Volontairement très calme, la mère continuait à lire, à lire en s’éventant, et pourtant il n’y en avait pas bien long :

« J’attends à l’hôtel de France, place du Diamant, que mes filles viennent embrasser leur père. Si je ne les vois pas avant une demi-heure, j’irai les chercher moi-même, à la préfecture.

« Régis de Fagan. »

Un « Que faire ? » anéanti passa sur les lèvres au carmin de la préfète. En même temps, Rose murmurait :

« Pauvre papa…

— Je t’engage à le plaindre ! » dit la mère sur un ton de haine strident qui arrêta net au passage La Posterolle sorti du petit salon pour aller au-devant de l’amiral annoncé.

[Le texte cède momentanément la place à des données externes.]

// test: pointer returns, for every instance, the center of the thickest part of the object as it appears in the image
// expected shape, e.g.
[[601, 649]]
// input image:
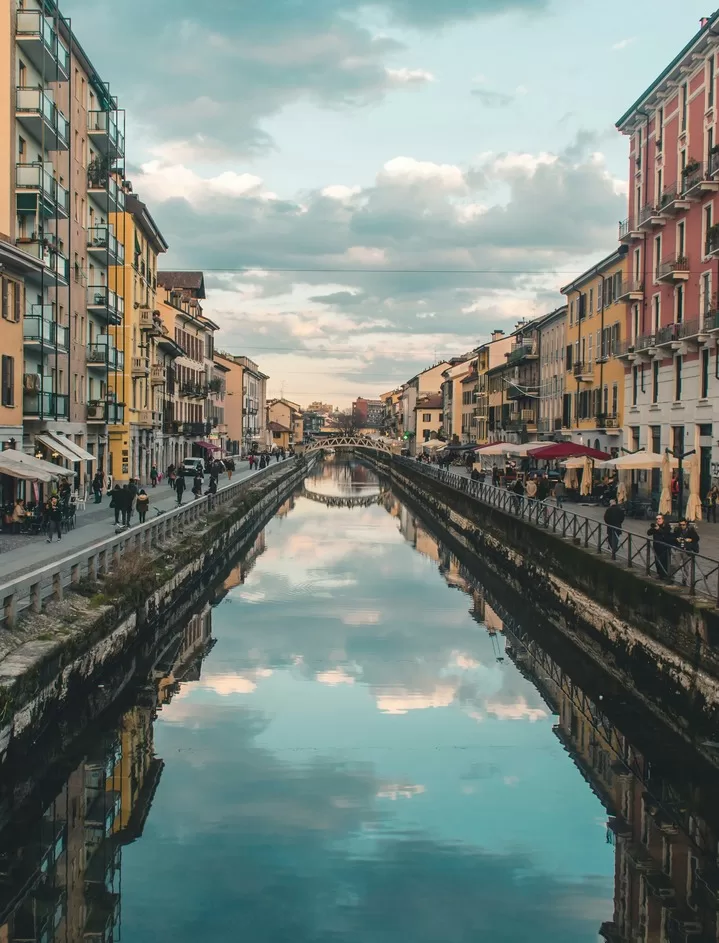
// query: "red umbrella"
[[559, 450]]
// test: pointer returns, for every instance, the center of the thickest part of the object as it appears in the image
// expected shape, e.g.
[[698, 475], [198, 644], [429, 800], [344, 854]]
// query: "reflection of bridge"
[[337, 501], [348, 442]]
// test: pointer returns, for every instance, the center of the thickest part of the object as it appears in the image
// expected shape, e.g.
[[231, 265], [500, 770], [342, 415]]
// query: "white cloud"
[[409, 76]]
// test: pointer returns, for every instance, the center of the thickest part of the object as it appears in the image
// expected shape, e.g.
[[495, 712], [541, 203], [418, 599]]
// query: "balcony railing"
[[100, 297], [103, 130], [39, 113], [45, 404], [102, 239], [36, 35], [35, 183], [40, 328]]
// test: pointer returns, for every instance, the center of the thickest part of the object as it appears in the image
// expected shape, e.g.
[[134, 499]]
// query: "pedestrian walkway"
[[22, 554]]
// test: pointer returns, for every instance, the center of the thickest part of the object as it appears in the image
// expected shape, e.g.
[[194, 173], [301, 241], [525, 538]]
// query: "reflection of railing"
[[700, 575]]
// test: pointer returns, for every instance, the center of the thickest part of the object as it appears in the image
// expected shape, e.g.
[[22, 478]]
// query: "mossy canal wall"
[[75, 645]]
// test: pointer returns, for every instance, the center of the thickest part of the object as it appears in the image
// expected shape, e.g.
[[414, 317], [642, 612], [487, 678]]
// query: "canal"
[[352, 744]]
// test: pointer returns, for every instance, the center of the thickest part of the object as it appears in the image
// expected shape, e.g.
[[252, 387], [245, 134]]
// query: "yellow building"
[[597, 311], [140, 353], [428, 421]]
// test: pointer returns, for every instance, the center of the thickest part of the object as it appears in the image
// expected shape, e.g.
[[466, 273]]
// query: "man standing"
[[661, 534], [613, 518]]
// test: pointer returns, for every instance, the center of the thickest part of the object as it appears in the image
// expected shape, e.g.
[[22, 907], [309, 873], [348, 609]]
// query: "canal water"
[[352, 745]]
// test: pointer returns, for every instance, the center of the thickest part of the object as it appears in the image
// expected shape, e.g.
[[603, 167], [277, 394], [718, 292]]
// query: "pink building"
[[671, 354]]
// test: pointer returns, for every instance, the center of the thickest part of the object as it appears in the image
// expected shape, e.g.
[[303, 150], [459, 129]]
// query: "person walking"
[[98, 483], [53, 518], [712, 500], [116, 502], [661, 534], [142, 504], [133, 491], [180, 488], [613, 518]]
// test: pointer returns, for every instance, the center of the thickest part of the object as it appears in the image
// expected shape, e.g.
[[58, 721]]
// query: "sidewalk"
[[20, 554]]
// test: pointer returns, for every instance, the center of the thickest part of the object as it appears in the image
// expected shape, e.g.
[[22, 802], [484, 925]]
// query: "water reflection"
[[364, 756]]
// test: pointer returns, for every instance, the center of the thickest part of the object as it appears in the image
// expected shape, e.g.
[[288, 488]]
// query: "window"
[[655, 381], [8, 381]]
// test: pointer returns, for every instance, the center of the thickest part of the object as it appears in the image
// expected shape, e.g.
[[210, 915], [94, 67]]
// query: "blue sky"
[[362, 148]]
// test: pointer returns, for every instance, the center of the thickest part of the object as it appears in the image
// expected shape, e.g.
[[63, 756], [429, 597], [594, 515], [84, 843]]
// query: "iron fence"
[[697, 574]]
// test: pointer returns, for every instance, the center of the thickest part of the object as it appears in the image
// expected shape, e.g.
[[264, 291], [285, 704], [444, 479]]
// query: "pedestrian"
[[116, 502], [712, 499], [142, 503], [180, 488], [98, 483], [661, 534], [613, 518], [133, 491], [53, 518]]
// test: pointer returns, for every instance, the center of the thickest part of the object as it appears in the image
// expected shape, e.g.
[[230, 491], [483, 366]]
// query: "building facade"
[[672, 237], [552, 372], [597, 309]]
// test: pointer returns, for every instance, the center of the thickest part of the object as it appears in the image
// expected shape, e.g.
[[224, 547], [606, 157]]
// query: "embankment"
[[80, 642], [653, 639]]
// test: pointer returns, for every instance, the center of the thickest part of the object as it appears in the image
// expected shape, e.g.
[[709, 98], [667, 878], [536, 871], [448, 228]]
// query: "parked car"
[[190, 467]]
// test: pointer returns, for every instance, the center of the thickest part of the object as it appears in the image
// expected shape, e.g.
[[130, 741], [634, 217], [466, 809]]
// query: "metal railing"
[[665, 562]]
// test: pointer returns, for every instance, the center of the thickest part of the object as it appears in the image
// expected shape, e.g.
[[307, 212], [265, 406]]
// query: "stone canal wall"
[[655, 639], [72, 648]]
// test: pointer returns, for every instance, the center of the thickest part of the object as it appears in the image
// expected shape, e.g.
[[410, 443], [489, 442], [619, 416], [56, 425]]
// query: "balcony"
[[41, 330], [39, 115], [140, 367], [673, 201], [649, 218], [38, 193], [103, 244], [157, 375], [36, 36], [105, 303], [103, 131], [628, 231], [521, 352], [674, 270], [632, 289], [45, 405], [697, 180], [104, 188], [45, 248], [583, 372]]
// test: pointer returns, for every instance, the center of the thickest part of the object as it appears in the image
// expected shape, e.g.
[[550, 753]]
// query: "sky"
[[371, 187]]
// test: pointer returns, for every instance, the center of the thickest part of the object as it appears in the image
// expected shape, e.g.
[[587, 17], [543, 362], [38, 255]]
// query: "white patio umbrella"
[[694, 504]]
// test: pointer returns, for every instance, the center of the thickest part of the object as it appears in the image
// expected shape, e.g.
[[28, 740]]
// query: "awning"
[[18, 470], [56, 445], [36, 465], [82, 454]]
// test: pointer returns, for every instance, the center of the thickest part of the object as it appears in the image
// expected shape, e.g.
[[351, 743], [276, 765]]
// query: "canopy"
[[559, 450], [82, 454], [34, 467], [640, 460]]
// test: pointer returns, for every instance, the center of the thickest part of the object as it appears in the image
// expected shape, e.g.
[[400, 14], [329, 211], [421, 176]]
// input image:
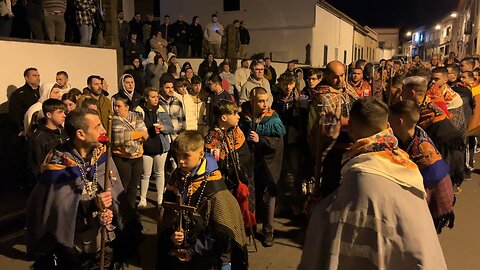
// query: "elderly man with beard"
[[327, 126], [70, 203], [256, 79], [378, 218]]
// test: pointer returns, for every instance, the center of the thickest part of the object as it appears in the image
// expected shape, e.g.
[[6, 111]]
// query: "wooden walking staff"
[[106, 186], [179, 252], [390, 87], [372, 84], [237, 175]]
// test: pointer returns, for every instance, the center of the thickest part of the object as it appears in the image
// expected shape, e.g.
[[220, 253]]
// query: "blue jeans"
[[86, 34]]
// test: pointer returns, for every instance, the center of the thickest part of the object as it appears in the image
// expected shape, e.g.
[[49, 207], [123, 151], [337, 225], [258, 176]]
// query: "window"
[[325, 55], [231, 5]]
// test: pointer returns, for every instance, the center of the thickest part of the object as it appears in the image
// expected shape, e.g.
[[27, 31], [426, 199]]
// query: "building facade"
[[307, 31]]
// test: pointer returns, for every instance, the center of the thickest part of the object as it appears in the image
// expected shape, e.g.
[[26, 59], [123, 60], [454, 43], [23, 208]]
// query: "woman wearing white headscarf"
[[34, 113]]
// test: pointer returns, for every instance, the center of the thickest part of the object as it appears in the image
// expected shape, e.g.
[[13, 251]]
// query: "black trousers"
[[331, 172], [196, 48], [130, 172]]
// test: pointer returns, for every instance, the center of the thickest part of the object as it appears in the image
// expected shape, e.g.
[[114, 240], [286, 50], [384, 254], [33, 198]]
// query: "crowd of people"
[[83, 21], [374, 154]]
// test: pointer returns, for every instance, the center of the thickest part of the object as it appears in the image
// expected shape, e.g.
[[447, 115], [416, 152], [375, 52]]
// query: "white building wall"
[[283, 44], [282, 28], [389, 36], [78, 61], [331, 31], [257, 14]]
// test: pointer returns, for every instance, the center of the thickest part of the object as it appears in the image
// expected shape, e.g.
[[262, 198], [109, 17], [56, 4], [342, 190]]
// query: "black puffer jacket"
[[40, 143]]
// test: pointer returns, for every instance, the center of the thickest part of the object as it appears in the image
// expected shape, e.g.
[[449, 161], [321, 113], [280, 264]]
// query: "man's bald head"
[[335, 74]]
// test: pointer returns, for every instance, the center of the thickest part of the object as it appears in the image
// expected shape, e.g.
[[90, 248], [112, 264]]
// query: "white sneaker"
[[142, 203]]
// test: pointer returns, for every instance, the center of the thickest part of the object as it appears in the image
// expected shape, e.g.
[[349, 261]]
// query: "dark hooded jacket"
[[40, 143]]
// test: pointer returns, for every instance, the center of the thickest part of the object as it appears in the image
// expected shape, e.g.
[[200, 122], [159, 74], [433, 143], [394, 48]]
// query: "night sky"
[[407, 14]]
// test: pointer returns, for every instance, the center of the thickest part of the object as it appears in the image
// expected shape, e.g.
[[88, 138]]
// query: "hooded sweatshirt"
[[45, 90], [40, 143], [133, 96]]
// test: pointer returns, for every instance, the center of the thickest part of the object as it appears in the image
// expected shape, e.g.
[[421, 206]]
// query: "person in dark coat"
[[62, 230], [195, 33], [136, 26], [216, 95], [34, 12], [180, 29], [266, 138], [138, 75], [133, 49], [208, 67], [24, 97], [167, 31], [48, 135]]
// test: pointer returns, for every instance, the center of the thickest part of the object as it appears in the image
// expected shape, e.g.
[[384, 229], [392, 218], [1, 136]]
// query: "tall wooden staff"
[[390, 87], [106, 186], [372, 80], [254, 96], [345, 67]]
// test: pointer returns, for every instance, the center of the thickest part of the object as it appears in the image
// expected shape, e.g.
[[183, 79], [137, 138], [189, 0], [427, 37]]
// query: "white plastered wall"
[[79, 62]]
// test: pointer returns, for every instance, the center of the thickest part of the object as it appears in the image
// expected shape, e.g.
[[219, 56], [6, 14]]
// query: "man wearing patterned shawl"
[[378, 217], [403, 118], [435, 122], [327, 122], [69, 204]]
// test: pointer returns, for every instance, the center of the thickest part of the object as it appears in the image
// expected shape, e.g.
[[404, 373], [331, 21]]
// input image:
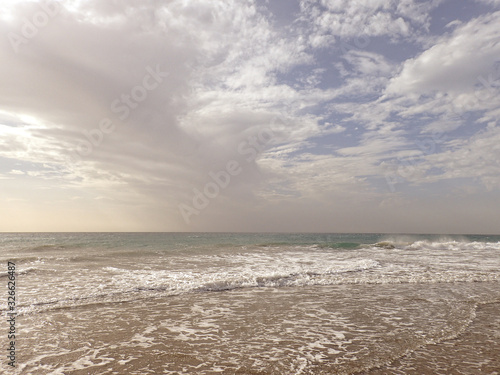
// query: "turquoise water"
[[207, 303]]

Il lut le billet par-dessus l’épaule de sa femme, et, gardant son beau sang-froid d’administrateur, à peine un léger énervement au bout des longs doigts pâles qui caressaient ses favoris, il commanda à mi-voix :

« Que Mademoiselle les conduise bien vite, le plus discrètement possible. Pour ce qu’elles ont à dire, vous le savez aussi bien que moi ; la présence de M. de Fagan à Ajaccio nous rend la situation intolérable. »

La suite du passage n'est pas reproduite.